La balle a frappé à quelques centimètres de lui. Il fixe l’impact dans le béton, encore sous le choc.
— Alors, Benoît, tu viens ? La prochaine, elle n’ira pas dans le mur, tu sais !
Il n’entend presque plus rien mais elle a haussé le ton.
— Assieds-toi, dos à la grille. Passe tes mains entre les barreaux.
Putain ! Elle va m’attacher…
Il ne connaît pas encore ses plans tordus, mais tout sauf une bastos.
Il se laisse glisser contre le métal. S’effondre, presque. Les bracelets se referment bien vite sur ses poignets. Voilà, il est ligoté. Mort, peut-être…
— Je vais chercher les clefs, murmure-t-elle dans son oreille. Ne bouge pas… Ce ne sera pas long !
Elle disparaît, il écoute battre son cœur. La terreur s’empare de lui. Presque de la panique.

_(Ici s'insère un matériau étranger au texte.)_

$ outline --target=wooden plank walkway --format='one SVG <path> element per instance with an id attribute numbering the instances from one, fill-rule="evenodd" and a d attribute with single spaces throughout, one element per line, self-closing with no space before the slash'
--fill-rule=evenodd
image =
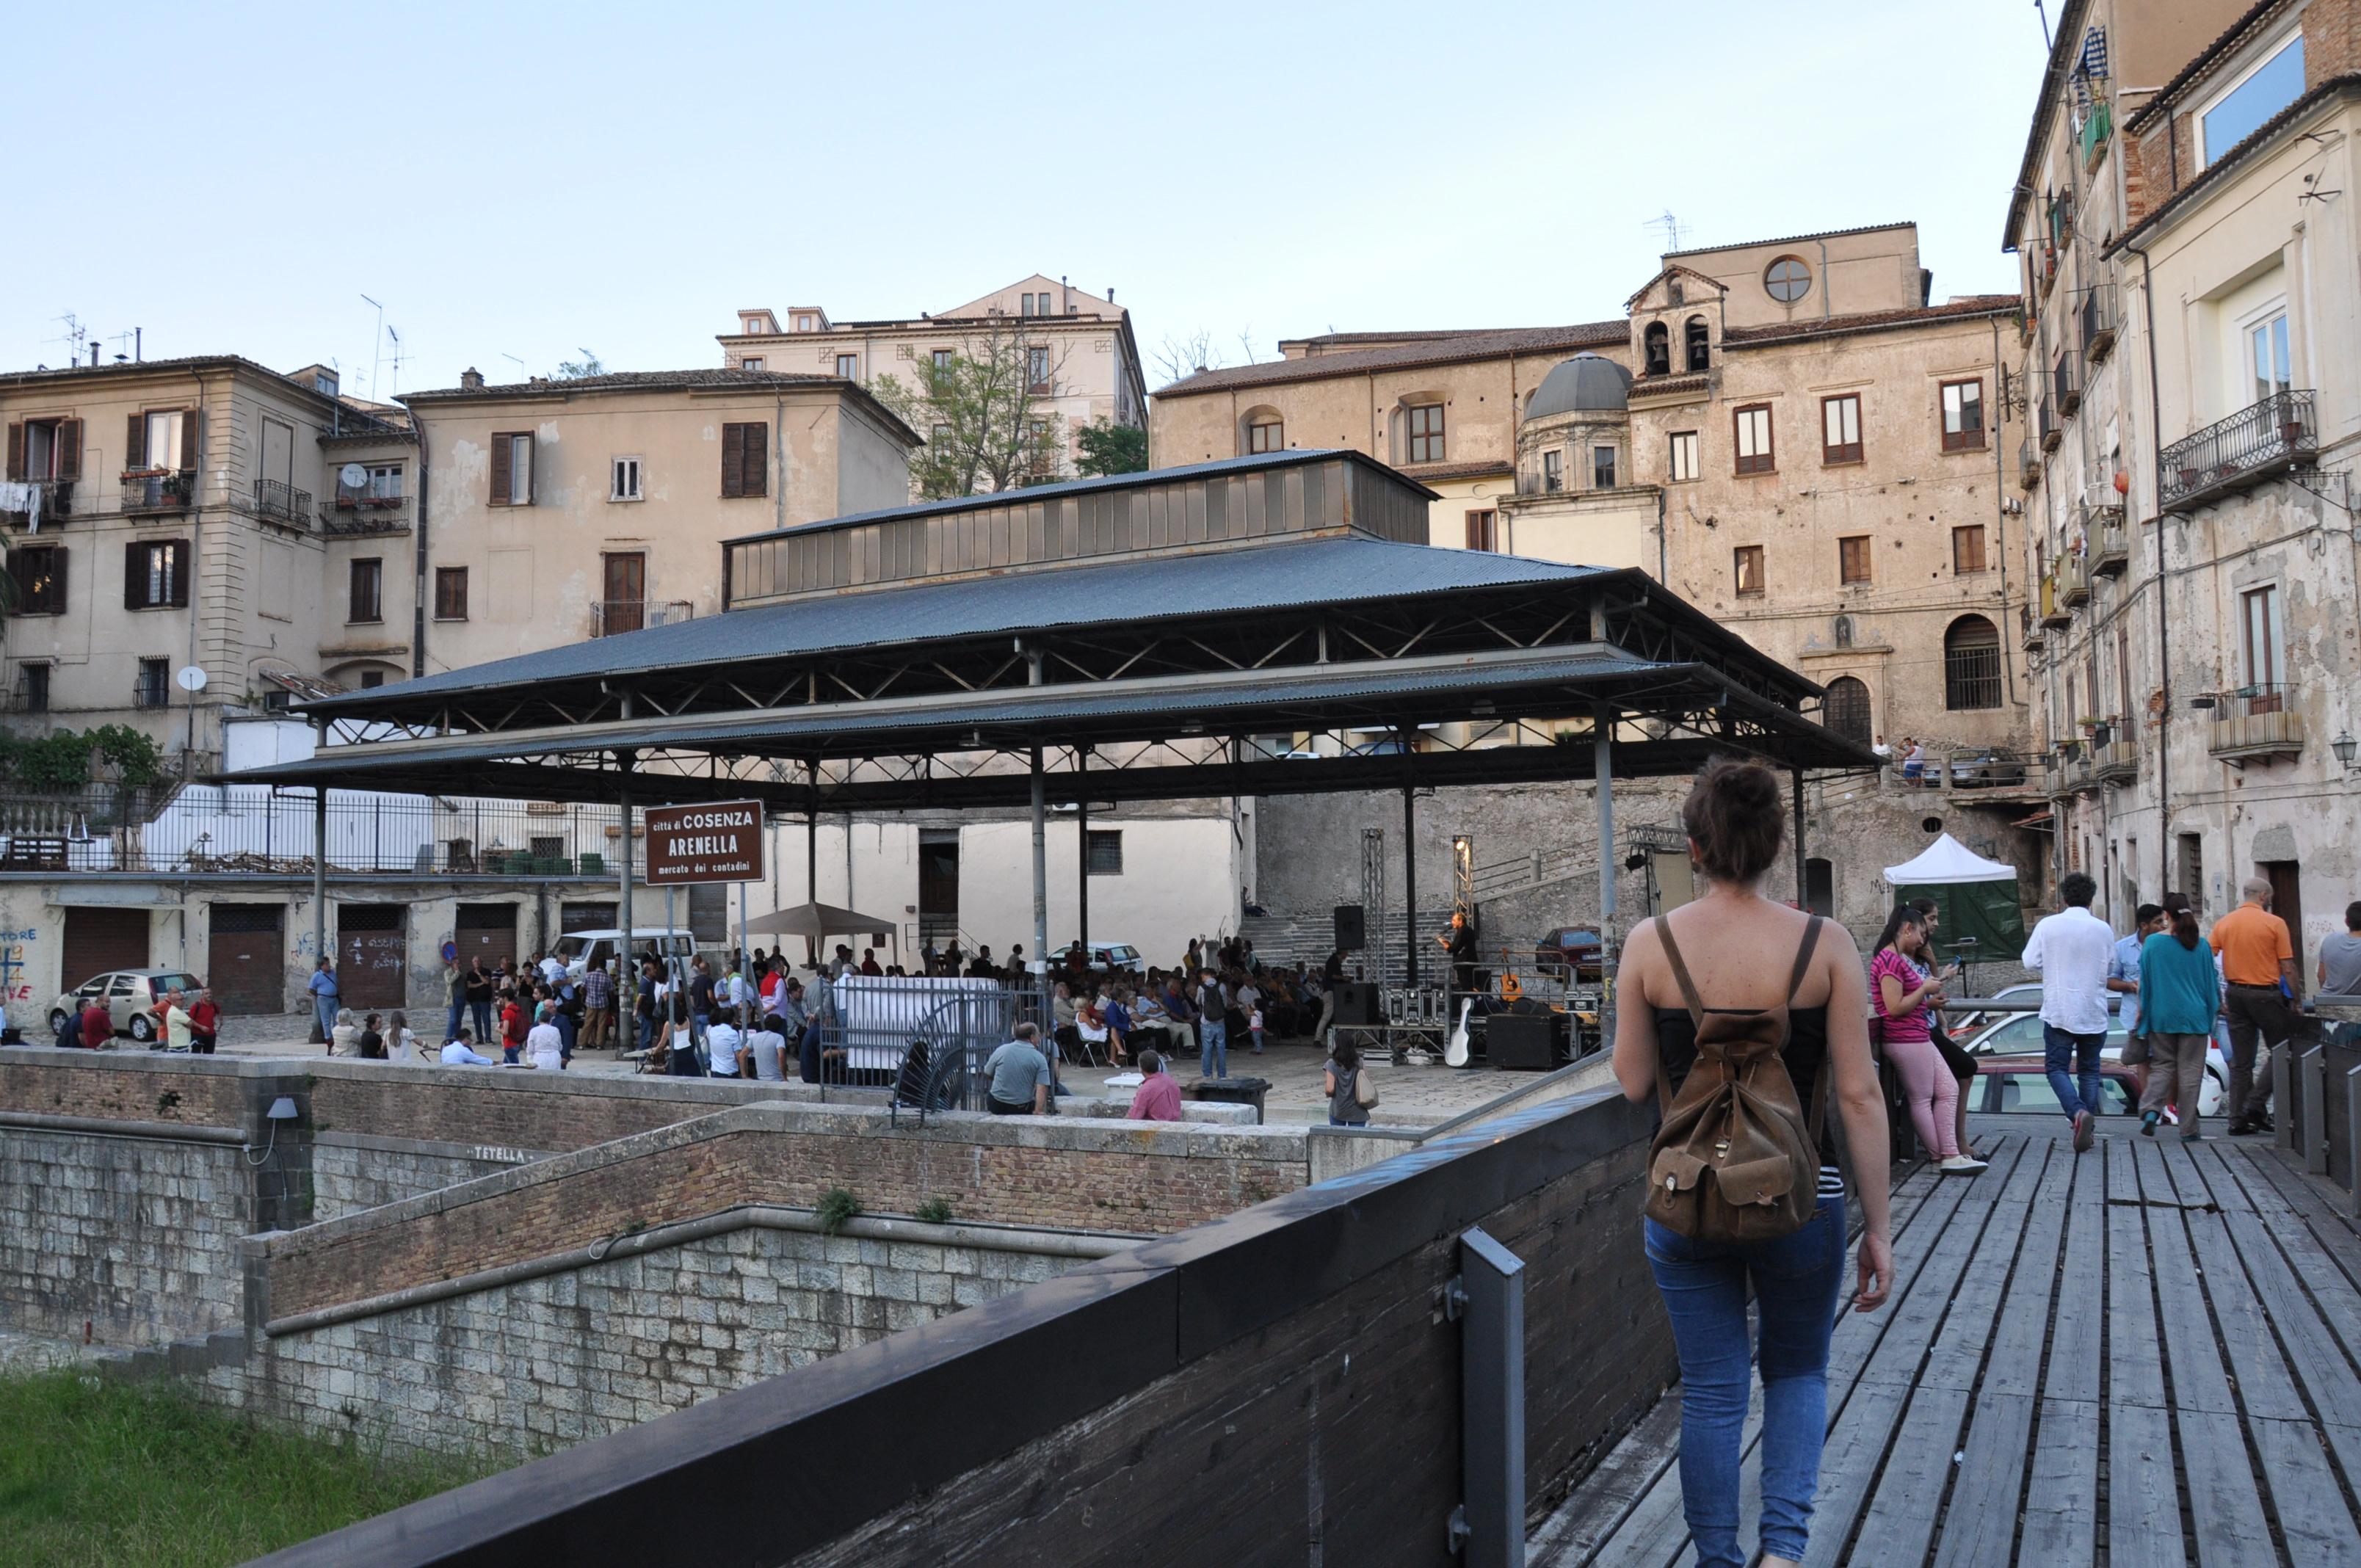
<path id="1" fill-rule="evenodd" d="M 1807 1563 L 2361 1568 L 2361 1234 L 2264 1141 L 2077 1157 L 2000 1120 L 1982 1176 L 1896 1189 L 1883 1308 L 1850 1311 L 1848 1266 Z M 1679 1433 L 1675 1390 L 1531 1568 L 1688 1562 Z"/>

Dans son crâne, un bourdonnement infernal. Une douleur lancinante dans ses conduits auditifs.
Elle n’est pas longue à revenir, en effet. Ses pas sur les marches de ciment, dans son dos, amortis par la surdité passagère.
La clef dans la serrure, la porte qui s’ouvre. Cette porte qu’il a tant de fois rêvé de voir s’ouvrir.
Elle s’avance. Il la fixe, désemparé.
— Tu as peur ? T’as peur d’une femme, Benoît ?…
Il a la gorge tellement serrée qu’il n’arrive plus à déglutir.
Elle se poste au-dessus de lui, un pied de chaque côté de ses jambes repliées.
Elle descend doucement, jusqu’à se poser sur lui. Elle essaie de l’embrasser, il se tord le cou pour éviter cet odieux contact.
Elle déboutonne sa chemise en prenant son temps. Ça ressemble vaguement à son rêve, mais c’est beaucoup moins agréable que prévu. C’est même l’une des pires choses qu’il ait vécues. Elle approche sa bouche de son oreille et, au milieu des acouphènes, il discerne une voix cruelle. Qui lui plante des atrocités dans le cerveau.
Tu vas payer. Souffrir. Agoniser lentement. Crever.
Il comprend que la torture commence à peine.
Que la nuit sera d’horreur. Elle s’attaque aux boutons du jean, maintenant.
— Alors, Benoît ? Tu disais que tu étais un bon amant… J’ai l’impression que là, tu ne vas pas être très performant ! Et surtout, ne me dis pas que c’est parce que je ne te plais pas… Ça me vexerait énormément !
Elle semble beaucoup s’amuser. Benoît se mord les lèvres. Il a envie de pleurer. Se retient comme il peut. Humilié comme jamais.